Quale miglior metodo da trasmettere ai bambini per educarli all’interculturalità se non il gioco?

Il miglior modo di imparare i giochi è quello di giocarli perché attraverso il gioco è possibile sperimentare modalità diverse e alternative di vita.

Il gioco consente di ribaltare gli schemi culturali vigenti attraverso la fantasia e la creatività dei bambini. Diceva Munari: “la semplicità è rivoluzionaria” e i bambini del Terzo Mondo si cimentano a utilizzare materiali grezzi proprio perché sono gli unici strumenti a loro a disposizione; e i bambini dei Paesi Ricchi rimangono incuriositi proprio perché non ci sono abituati.

Il discorso interculturale deve tener conto delle pluralità delle intelligenze.

Cos’ è il gioco se non esperienza umana specifica, se non autoconoscenza. E’ una dimensione fondamentale che fornisce un’opportunità di esperienze tra l’uomo e il bambino. E’ una scoperta del mondo entrare in relazione col proprio ambiente, con gli oggetti, con le persone che lo popolano.

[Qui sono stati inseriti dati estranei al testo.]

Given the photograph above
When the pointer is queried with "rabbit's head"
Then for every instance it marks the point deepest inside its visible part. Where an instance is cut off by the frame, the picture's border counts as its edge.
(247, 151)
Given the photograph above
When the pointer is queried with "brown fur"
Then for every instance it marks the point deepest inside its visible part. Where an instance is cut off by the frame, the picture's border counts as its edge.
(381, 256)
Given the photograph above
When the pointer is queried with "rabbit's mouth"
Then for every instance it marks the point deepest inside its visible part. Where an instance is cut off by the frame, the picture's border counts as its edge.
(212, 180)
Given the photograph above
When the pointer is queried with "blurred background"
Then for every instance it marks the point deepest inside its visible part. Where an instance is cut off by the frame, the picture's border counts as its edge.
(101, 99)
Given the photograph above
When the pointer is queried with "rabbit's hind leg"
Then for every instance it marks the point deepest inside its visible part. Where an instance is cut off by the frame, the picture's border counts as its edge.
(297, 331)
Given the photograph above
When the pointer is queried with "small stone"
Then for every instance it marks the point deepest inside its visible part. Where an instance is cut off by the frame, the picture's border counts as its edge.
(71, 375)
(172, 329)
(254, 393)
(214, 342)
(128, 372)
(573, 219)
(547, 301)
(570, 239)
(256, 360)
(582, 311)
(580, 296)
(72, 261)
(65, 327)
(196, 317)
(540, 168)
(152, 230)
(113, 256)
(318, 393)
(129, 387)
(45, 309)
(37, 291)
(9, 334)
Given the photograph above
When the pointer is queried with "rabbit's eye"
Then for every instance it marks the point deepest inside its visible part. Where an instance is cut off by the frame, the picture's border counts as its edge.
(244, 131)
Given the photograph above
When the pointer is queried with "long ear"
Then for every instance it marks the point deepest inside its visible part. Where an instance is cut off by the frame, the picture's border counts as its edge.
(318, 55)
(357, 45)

Se pensiamo ai giochi degli indigeni Gahuku-Gama della Nuova Guinea riscontriamo sicuramente il gioco simile al nostro come il calcio: una palla molto rudimentale che fa fatica a rimbalzare ma efficace per lanciarla a debita distanza.

Se l’intercultura è l’insieme dei processi generati dalle interazioni fra culture diverse in un rapporto di scambio tra loro, nella prospettiva di arricchire appunto la propria cultura di riferimento deve assolutamente garantire quel diritto alla differenza.

Educare all’interculturalità vuol dire educare ad una predisposizione alla curiosità verso l’altro e al dialogo, a imparare ad andare verso l’altro, a capire come l’altro vede le cose, come le vive. Saper ascoltare senza pregiudizi, al rispetto verso una curiosità sana e soprattutto di scambio. L’altro non è una cosa da studiare in un laboratorio. Così facendo si rischia di non allontanarsi dai pregiudizi altresì risulta essere fondamentale imparare ad interessarsi all’altro in quanto persona come noi anche se diversa sotto alcuni aspetti.

Nell’interpretazione dei giochi realizziamo che, tipologie di gioco come quelli del “mascheramento”e di “competizione” sono condivise da tutte le culture del mondo, legate alle tradizioni popolari ma anche al luogo in cui si gioca o si vive.

L’uso dell’immaginazione nell’educazione interculturale è vitale perché è l’unico modo di uscire dalla catalogazione e dagli stereotipi.

Il linguista e antropologo algerino Mouloud Mammeri scrittore e padre spirituale della rivendicazione berbera va fuori dagli schemi d’identità imposti dal potere politico in Algeria. Il suo essere aperto a tutte le culture del mondo, andando in giro per il mondo a fare conferenze lo portò ad essere criticato dagli estremisti berberi che non accettavano il fatto che lui andasse a dialogare con altre culture invece di promuovere esclusivamente la sua cultura berbera parlando solo la lingua berbera.

Mammari risponde con una frase bellissima: “E’ possibile che i ghetti rassicurino ma è sicuro che siano fonte di sterilità…solo chi come me ha interiorizzato la sua cultura d’origine può affrontare il mondo senza paura”.

Questa frase ricorda una canzone folk americana “show me the place where I don’t have to worry” (mostrami il luogo dove io non devo preoccuparmi). Un posto dove non si deve aver paura e dove non è importante se si sbaglia perché questo è il mondo del gioco.